Among the thousands of protesters who took part in the Friday, March 4, rally in Umm al-Fahm were former Hadash MKs Mohammed Barakeh (first from right) the current head of the High Follow-Up Committee for Arab Citizens of Israel and Dr. Afo Agabria (second from right) presently the Chairman of Hadash. (Photo: Al Ittihad)

The protest came after a particularly violent demonstration a week earlier on Friday, February 26, when police fired rubber-coated bullets, tear gas, stun grenades and water cannons as they dispersed hundreds of demonstrators in Umm al-Fahm. At least 35 protesters were injured during the mêlée, one seriously (Mohand Mahagna, 30, who was seriously injured when hit in the head by a stun grenade), including Joint List MK Yousef Jabareen (Hadash) and the city’s mayor, Dr. Samir Mahamid. Joint List MKs accused the police of racist behavior and the use of excessive force and demanded the immediate opening of an independent investigation into the events of that day.

Protesters who took part in the protests this past Friday charged that police had deliberately closed off main roads leading to Umm al-Fahm to prevent many thousands from outside the immediate vicinity from reaching the city. MK Odeh tweeted, “Police are preventing people from coming to Umm al-Fahm because they are afraid of both the protestors and the criminal gangs.” The police were deployed Friday morning to block potential protestors knowing that the High Follow-Up Committee for Arab Citizens of Israel and the municipality of Umm al-Fahm had called for a mass protest to include many thousands from around the country following police violence in repressing demonstrators on February 26.

Because of the police’s blocking of traffic, two alternative protests were spontaneously organized by activists, among them members of Hadash from Tel Aviv, Jerusalem and Haifa, along Route 65, the major thoroughfare which runs the length of Wadi Ara, passing through Umm al-Fahm: one at the Mei Ami junction to the southwest of the original venue, and another at the Megido junction, to its northeast.

On Monday of last week, March 1, Prime Minister Benjamin Netanyahu announced that his government will be funneling NIS 150 million ($45 million) to combat violence in Israel’s Arab communities. Hadash and civil society organizations — who had hoped for billions more — harshly criticized the plan as too little, too late. “We demand a real plan to eradicate crime instead of Netanyahu’s phony plan which doesn’t even address the fight against organized crime, and that lacks adequate solutions in the realms of education, housing and welfare,” MK Jabareen said in response during the subsequent Friday protest. “We fear for the future of our society, and we will fight shoulder to shoulder, Arabs as well as Jews, for the sake of living in a society without guns or crime,” said the parliamentarian, as resident of the city. “Even though the wounds of the shootings have not yet healed, we’ll continue to voice Umm Al-Fahm’s cry in concert with the young people who long for a different future.”

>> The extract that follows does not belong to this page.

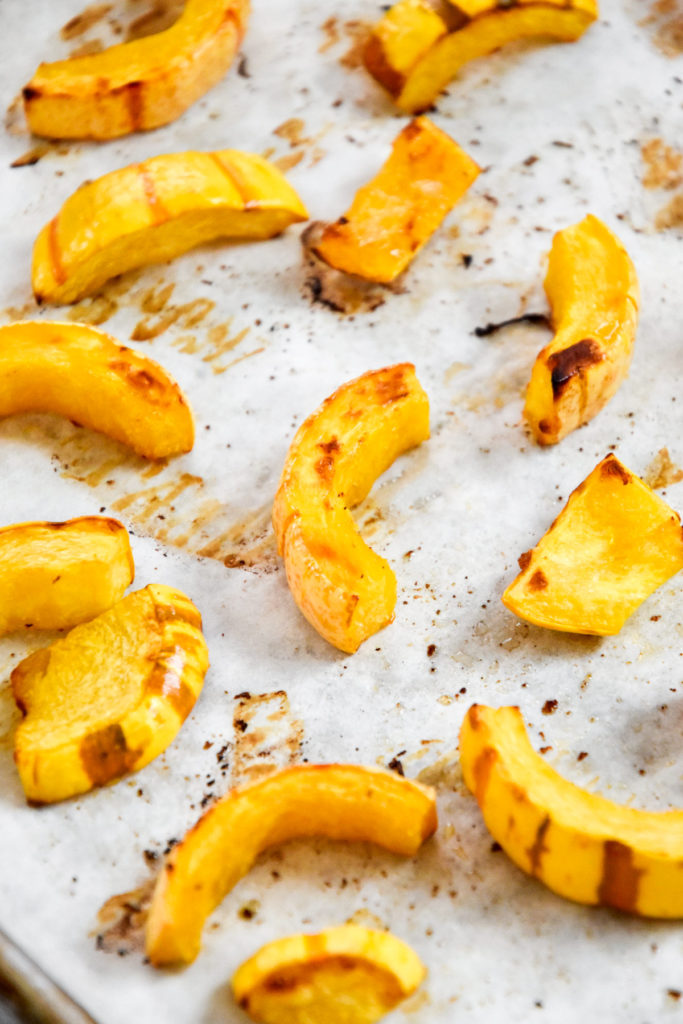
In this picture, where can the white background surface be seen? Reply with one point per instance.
(499, 946)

MK Mansour Abbas, whose Ra’am party broke with the Joint List towards the upcoming elections, sought to join the demonstration — only to be rebuffed by dozens of demonstrators calling him a “traitor” and demanding that the leave. After some scuffles, Abbas’s aides removed him from the scene with the help of MK Jabareen.

Abbas, who leads the conservative Islamist Ra’am party, had sparked controversy within the Arab community, after conducting political discussions with Netanyahu – who openly sought to divide a wedge between the four parties constituting the Joint List — by expressing his willingness to cross previously unthinkable red lines, such as being prepared to vote in favor of granting Prime Minister Benjamin Netanyahu immunity from prosecution and perhaps even propping up his future far-right coalition, in exchange for Netanyahu’s purported promises to assist Ra’ams agenda. These positions, once again, led to Ra’am’s exit/ouster from the Joint List, already a significant success for the racist prime minister whose ability to form a stable right-wing coalition was impinged in no small part by the electoral successes of the Joint List in the last three inconclusive elections held since the spring of 2019. Subsequently, pressure from the Jewish right brought Netanyahu to denounce Ra’am and the notion of any cooperation between himself and the Islamist party.